The Python Data Science Stack

Demo

PSYC 81.09: Storytelling with Data

Today's agenda

  • A quick tour of the Python data science stack — what each tool does and when to use it
  • Live demos using vibe coding — we'll build real analyses with AI assistance
  • Focus on understanding, not memorizing syntax

The Python ecosystem

Python on its own is a general-purpose language. Its power for data science comes from libraries — pre-built packages that handle specific tasks:

Library Purpose
NumPy Numerical arrays and fast math
Pandas Tabular data (rows and columns)
Matplotlib Flexible plotting
Seaborn Beautiful statistical plots
Hypertools High-dimensional data visualization

Think of these as specialized tools in a toolbox — each one is designed for a particular job.

NumPy: crunching numbers

NumPy provides:

  • Arrays — efficient containers for numerical data (faster than Python lists)
  • Vectorized operations — apply math to entire arrays at once, no loops needed
  • Linear algebra, statistics, random numbers — the mathematical foundation for everything else

Almost every other data science library in Python is built on top of NumPy.

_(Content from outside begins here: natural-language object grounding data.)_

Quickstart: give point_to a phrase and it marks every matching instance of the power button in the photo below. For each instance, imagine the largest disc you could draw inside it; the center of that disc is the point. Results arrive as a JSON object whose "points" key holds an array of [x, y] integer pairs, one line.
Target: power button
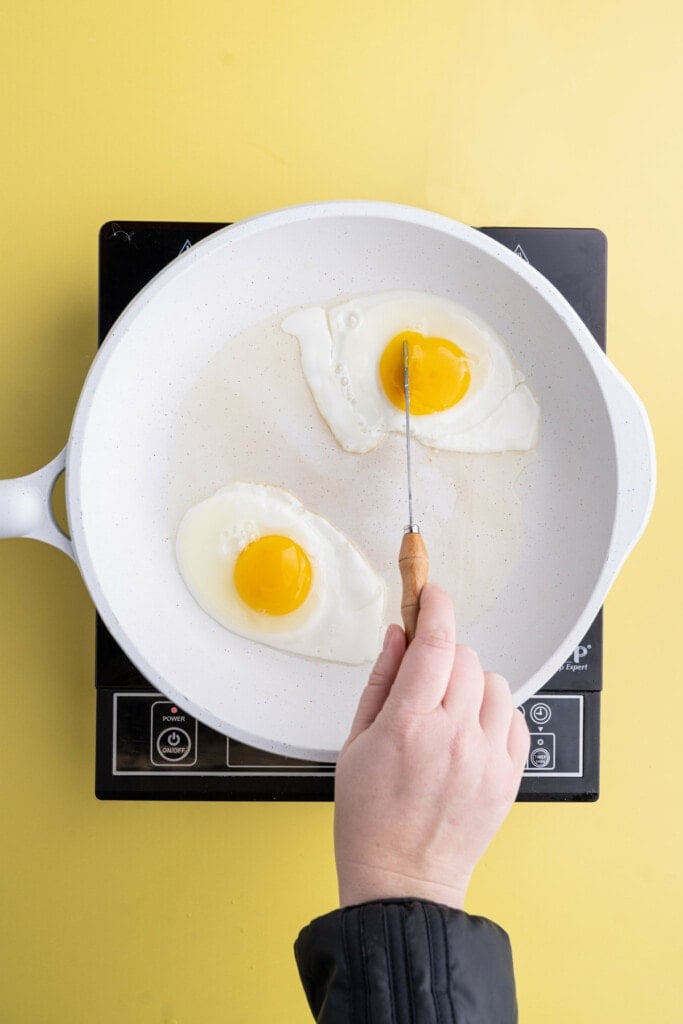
{"points": [[173, 735], [173, 744]]}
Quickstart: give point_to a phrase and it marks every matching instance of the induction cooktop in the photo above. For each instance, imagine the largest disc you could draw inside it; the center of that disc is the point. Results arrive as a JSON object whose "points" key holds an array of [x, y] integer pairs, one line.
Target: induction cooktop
{"points": [[148, 748]]}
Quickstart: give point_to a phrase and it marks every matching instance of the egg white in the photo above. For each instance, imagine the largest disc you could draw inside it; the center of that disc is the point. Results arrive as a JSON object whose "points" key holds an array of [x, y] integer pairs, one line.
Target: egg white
{"points": [[341, 619], [340, 353]]}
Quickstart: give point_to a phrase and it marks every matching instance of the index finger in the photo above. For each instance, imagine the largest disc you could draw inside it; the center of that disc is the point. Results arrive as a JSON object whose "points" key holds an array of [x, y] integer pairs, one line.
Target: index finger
{"points": [[425, 671]]}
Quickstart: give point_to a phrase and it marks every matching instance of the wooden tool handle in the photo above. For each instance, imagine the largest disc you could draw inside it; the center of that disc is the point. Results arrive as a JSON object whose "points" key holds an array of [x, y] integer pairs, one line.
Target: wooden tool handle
{"points": [[414, 565]]}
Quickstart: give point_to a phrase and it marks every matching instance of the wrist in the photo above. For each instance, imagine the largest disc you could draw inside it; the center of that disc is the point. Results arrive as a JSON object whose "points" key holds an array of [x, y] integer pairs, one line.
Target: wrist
{"points": [[359, 884]]}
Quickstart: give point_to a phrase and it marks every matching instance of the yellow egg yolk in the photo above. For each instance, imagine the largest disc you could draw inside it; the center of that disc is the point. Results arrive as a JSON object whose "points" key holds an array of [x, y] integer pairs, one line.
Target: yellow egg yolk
{"points": [[272, 574], [439, 373]]}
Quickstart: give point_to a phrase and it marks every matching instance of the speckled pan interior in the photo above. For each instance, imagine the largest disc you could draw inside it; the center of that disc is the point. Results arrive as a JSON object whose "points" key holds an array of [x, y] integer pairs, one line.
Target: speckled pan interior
{"points": [[585, 496]]}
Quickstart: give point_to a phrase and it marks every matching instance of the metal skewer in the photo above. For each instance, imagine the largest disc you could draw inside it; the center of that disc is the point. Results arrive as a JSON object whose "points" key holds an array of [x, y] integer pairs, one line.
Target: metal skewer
{"points": [[413, 558]]}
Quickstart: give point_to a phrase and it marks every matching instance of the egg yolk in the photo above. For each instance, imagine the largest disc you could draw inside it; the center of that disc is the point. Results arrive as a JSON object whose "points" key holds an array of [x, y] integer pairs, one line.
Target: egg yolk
{"points": [[272, 574], [439, 373]]}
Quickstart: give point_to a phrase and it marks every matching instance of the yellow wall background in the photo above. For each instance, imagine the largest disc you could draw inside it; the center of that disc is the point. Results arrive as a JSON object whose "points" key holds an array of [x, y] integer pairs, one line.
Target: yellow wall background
{"points": [[526, 113]]}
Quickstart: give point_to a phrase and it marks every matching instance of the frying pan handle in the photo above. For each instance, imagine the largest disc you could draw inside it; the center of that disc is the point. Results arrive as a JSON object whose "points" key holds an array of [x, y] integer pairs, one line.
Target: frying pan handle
{"points": [[636, 466], [26, 506]]}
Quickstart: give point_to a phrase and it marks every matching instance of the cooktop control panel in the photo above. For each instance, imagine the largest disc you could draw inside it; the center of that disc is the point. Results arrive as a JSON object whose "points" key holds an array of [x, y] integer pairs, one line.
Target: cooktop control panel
{"points": [[166, 750]]}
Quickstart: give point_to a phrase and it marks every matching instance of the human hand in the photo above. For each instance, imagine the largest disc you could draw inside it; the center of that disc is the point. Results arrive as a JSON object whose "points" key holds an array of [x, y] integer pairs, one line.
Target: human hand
{"points": [[430, 769]]}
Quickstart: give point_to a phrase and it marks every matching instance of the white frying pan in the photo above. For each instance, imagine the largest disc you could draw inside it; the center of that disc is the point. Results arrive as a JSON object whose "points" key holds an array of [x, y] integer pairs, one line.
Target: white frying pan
{"points": [[177, 403]]}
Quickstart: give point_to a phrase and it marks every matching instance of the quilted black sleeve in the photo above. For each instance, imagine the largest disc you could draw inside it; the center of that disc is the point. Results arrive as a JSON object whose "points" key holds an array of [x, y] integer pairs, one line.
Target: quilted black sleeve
{"points": [[407, 962]]}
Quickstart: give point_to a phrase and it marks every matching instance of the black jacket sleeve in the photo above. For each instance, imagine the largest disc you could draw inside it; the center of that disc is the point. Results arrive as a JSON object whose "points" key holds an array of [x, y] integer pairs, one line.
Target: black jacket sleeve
{"points": [[407, 962]]}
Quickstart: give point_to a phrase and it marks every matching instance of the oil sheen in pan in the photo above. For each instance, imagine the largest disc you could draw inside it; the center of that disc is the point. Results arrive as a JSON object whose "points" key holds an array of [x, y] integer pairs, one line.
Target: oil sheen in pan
{"points": [[250, 416]]}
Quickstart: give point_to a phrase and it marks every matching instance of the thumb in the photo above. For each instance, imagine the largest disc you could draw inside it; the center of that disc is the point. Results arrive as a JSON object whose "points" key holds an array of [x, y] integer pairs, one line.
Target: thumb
{"points": [[380, 682], [425, 672]]}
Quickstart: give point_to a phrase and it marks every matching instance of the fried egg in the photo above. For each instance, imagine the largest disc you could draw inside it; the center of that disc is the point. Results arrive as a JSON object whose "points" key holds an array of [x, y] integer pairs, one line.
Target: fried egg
{"points": [[466, 393], [265, 567]]}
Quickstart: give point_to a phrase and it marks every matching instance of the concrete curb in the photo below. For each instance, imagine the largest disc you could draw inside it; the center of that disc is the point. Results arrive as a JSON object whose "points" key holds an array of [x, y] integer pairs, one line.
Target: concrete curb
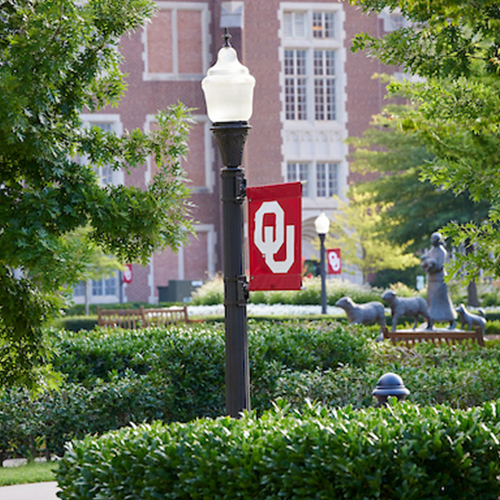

Pandas: working with tables

Pandas provides:

  • DataFrames — like spreadsheets in Python
  • Loading data — read CSVs, Excel files, JSON, databases, and more
  • Filtering and selecting — grab exactly the rows and columns you need
  • Grouping and aggregating — compute summaries by category
  • Merging — combine multiple datasets together

If your data looks like a table, Pandas is your tool.

Matplotlib & Seaborn: seeing your data

Matplotlib is the foundation — it can create virtually any plot, but requires more manual setup.

Seaborn builds on Matplotlib with:

  • Beautiful default styles
  • Statistical plot types (violin plots, pair plots, heatmaps)
  • Tight integration with Pandas DataFrames

Rule of thumb: Start with Seaborn for common plots. Drop down to Matplotlib when you need full control.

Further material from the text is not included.